MaryKate:

I was thinking about my schedule for the week while driving home last night, and I thought organization and scheduling would be a great topic to open up for discussion on this blog. I used to make schedules for myself only for schoolwork, which left the rest of my week “free” (which meant I napped or hung out with friends). There’s nothing wrong with that kind of schedule but I need a bit of structure and a little push to accomplish all that I can in one day; otherwise, it’s too easy for me to fall into “Oh, I can do this tomorrow.” Inevitably, “tomorrow” changes into next week or next month. I can put things off and I can convince myself that it’s okay, but there is something valuable in being beholden to myself. If I treated myself with the same respect with which I treat my boss or someone who pays me to complete a task, I would get a lot more accomplished!

In order to realize what is important and what I want to accomplish in one day or one week, it is imperative to be organized. I always thought of myself as an organized person: I tend to be a bit obsessive about the way my pens and post-it notes are arranged on my desk and I have always lived and died by my planner. Obviously, that does not necessarily make me an organized person and I realized this fully when I started my job. An amazing amount of organizational skills and the ability to multi-task are required to do well in my position, and I am adapting each day. Recently, though, I have come to realize that maybe I haven’t been organized enough and also way too organized, both in equal measure. Let me explain. Since I graduated with my Masters, I’ve tried to keep a routine in my life and this was important especially when I was a jobseeker and picking up small, freelance jobs here and there. I had to get used to the fact that I was no longer a student and, in my mind, no longer allowed to lounge around at home with no direction as though I was on a break from classes. I had my future professional life on the line and a schedule had to be made to ensure that I spent a good part of my day networking and searching for job opportunities. The way that I used to organize myself, only by writing down when I had to go to work or when I had class, didn’t work for me anymore. I couldn’t stick to that specific, blocked-out time frame because I no longer had specific blocks of time set aside for work or job-searching. I had to become more organized in a different way. I had to realize that what I want to accomplish in a day doesn’t amount to just work; it includes time with family and friends, and time for myself, too.

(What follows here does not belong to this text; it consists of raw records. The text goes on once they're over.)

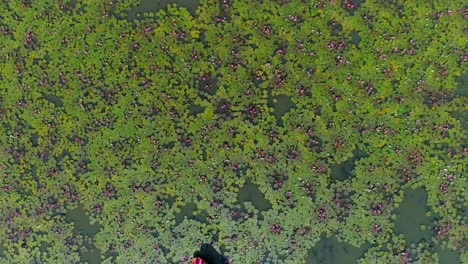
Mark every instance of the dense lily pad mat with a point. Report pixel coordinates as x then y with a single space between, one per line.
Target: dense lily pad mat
132 121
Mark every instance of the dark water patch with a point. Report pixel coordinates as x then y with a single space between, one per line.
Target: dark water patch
462 116
344 170
2 250
412 214
355 38
110 256
462 87
251 193
281 104
186 211
330 251
447 255
82 223
196 109
34 139
137 12
56 100
90 254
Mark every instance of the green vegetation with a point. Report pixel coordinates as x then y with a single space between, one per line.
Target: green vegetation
136 138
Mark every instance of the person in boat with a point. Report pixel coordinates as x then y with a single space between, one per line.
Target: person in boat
198 260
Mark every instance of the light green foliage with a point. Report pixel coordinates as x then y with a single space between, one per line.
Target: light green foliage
135 119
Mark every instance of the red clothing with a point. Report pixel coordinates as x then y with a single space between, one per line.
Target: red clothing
198 261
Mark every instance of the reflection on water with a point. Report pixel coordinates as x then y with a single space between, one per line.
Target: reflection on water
82 225
250 193
462 90
412 213
155 5
189 211
462 87
448 256
355 38
330 251
281 104
196 109
56 100
344 170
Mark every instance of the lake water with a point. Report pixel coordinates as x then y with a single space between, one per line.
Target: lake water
412 213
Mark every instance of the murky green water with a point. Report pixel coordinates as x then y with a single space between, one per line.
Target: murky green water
412 214
330 251
344 170
250 193
89 253
155 5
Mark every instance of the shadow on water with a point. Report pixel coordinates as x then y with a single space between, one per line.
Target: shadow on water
2 250
330 251
462 87
281 104
355 38
208 253
156 5
189 211
195 109
412 214
462 90
83 226
344 170
447 255
56 100
251 193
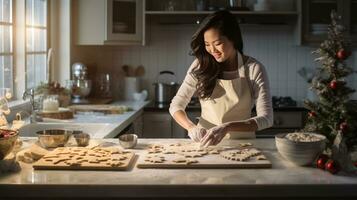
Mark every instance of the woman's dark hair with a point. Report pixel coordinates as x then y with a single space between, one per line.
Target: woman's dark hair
208 70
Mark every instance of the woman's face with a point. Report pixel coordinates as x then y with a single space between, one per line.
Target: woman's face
218 45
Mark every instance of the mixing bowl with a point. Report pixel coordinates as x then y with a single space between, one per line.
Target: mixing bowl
7 141
298 152
81 88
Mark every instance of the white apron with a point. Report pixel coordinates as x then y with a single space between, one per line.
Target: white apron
231 100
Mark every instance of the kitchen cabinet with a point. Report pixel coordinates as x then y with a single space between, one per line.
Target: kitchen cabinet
160 124
109 22
284 122
315 18
157 125
194 11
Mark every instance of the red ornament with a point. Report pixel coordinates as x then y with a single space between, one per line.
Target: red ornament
342 54
332 166
312 114
344 127
321 161
333 84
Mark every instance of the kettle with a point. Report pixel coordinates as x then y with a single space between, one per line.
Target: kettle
165 90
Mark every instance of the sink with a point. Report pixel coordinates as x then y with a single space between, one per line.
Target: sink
95 130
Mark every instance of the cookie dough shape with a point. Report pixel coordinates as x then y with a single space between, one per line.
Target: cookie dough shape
155 159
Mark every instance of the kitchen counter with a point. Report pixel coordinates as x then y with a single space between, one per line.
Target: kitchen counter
153 107
282 181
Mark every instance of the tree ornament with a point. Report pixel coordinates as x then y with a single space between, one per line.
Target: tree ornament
332 166
344 127
333 84
342 54
312 114
321 161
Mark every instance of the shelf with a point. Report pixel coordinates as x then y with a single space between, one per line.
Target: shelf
244 17
210 12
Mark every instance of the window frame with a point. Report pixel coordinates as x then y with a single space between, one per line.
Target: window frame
12 54
48 40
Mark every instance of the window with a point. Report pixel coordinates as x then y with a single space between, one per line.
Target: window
36 42
6 44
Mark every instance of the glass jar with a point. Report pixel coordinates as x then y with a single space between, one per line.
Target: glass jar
50 103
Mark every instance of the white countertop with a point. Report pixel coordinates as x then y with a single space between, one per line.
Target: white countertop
283 180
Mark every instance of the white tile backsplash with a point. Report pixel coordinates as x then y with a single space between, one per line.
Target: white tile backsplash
168 48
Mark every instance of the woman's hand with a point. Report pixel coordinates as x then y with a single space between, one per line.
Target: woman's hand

In my mind, staying organized doesn’t just mean making a To-Do list and crossing off each task as it’s completed (though I think there’s value in that, too). It’s also about making more time for things that mean the most to you. I want to be healthy and productive, so waking up for work on time and eating breakfast as well as walking or going to the gym are major priorities for me. I want to do what I love, so I make time for writing this blog and doing other projects, as well as some down-time, like reading and listening to music. I want to keep in touch with family members and close friends, so I make sure to email or call my grandmother often, hang out with my cousin, and talk to close friends almost every day. Despite the fact that I have to make time for some of these activities in my busy life, I do not consider them to be chores; in fact, I find that looking at my plan for the week just reminds me that I will have time to do what I already love to do.

I think without this “organized schedule,” I could possibly just fall into a rut where I retreat within myself and go through the motions of my day. I think the difference between my new organized self and my old organized self is purpose. I want to engage with myself and with others, and in order to do that I have to seriously think about what I want to accomplish on a daily, weekly, and monthly basis.